Duty cycle and pulse width
These two parameters are related and usually you only need to set one of them. Duty cycle is controlled by write API with a value in a range from 0.0 to 1.0, where 0.0 is 0% of duty cycle and 1.0 is 100% of duty cycle. Pulse width also defines the pattern in a different unit; the "uptime" of the signal in time units. This is defined by pulsewidth(), pulsewidth_ms() and pulsewidth_us() APIs.
The following example generates a 500Hz PWM signal with 25% duty cycle on pin P27 (GPIO 19).
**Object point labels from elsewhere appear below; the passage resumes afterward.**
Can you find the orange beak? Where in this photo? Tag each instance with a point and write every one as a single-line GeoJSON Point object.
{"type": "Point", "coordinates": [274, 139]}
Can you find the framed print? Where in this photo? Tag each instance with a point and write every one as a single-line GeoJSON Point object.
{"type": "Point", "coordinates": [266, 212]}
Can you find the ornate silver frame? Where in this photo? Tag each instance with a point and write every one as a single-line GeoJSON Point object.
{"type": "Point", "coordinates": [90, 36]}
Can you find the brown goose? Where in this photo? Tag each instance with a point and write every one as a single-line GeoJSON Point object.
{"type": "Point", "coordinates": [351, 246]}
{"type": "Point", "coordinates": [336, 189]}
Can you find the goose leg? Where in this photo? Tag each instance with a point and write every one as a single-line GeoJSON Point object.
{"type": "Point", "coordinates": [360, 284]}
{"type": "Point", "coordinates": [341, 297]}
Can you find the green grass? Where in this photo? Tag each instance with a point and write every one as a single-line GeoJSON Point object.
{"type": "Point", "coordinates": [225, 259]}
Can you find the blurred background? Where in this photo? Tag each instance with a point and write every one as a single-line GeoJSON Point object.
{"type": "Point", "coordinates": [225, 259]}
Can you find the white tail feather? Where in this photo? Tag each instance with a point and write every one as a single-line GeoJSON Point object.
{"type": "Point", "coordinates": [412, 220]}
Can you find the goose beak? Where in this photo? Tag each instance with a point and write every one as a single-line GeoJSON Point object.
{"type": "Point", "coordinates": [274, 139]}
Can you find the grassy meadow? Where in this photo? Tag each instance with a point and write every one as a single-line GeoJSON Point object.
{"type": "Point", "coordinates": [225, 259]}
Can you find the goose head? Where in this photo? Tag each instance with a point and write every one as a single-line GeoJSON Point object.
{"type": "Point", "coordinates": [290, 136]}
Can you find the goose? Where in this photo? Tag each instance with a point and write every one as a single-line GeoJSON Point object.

var mraa = require('mraa'); var pwmPin = new mraa.Pwm(19); // GPIO19 (P27) pwmPin.period_ms(20); // 20ms period ==> 500Hz pwmPin.pulsewidth_ms(10); // 10ms pulse width over 20ms period ==> 50% duty cycle
Call config_percent() to directly assign period and duty cycle:
var mraa = require('mraa'); var pwmPin = new mraa.Pwm(19); // GPIO19 (P27) pwmPin.config_percent(20, 0.5); // 20ms period with 50% duty cycle
Enable the output
Once the PWM is configured, call the function enable(true) to enable it, as shown below.
var mraa = require('mraa'); var pwmPin = new mraa.Pwm(19); // GPIO19 (P27) pwmPin.period_ms(20); // 20ms period ==> 500Hz pwmPin.pulsewidth_ms(10); // 10ms pulse width over 20ms period ==> 50% duty cycle pwmPin.enable(true); // Start sending PWM signal
Attach a logic analyzer to P27 the output is a pulse signal with 50Hz frequency and 50% (10 ms out of 20ms) duty cycle:
Control a Servo
An application of using PWM signals is controlling a servo. A pulse width of 1500µs means the neutral position, while usually 1000ms and 2000ms being the minimum and maximum positions. The following code resets the servo motor to a neutral position:
var mraa = require('mraa'); var pwmPin = new mraa.Pwm(19); // GPIO19 (P27) pwmPin.period_ms(20); pwmPin.pulsewidth_us(1500); // change to 1000 / 2000 for min/max positions pwmPin.enable(true);
Powering up a Servo
Driving a motor requires a larger current, it's recommended to use either a separate voltage regulator, or at least use a USB power adapter that provides larger current, such as 1A. If you supply the power from 3V3 or 5V pins of the LinkIt Smart 7688 development board directly with a USB power adapter that provides only 500mA current, you may experience board malfunctions, such as sudden resets of the board.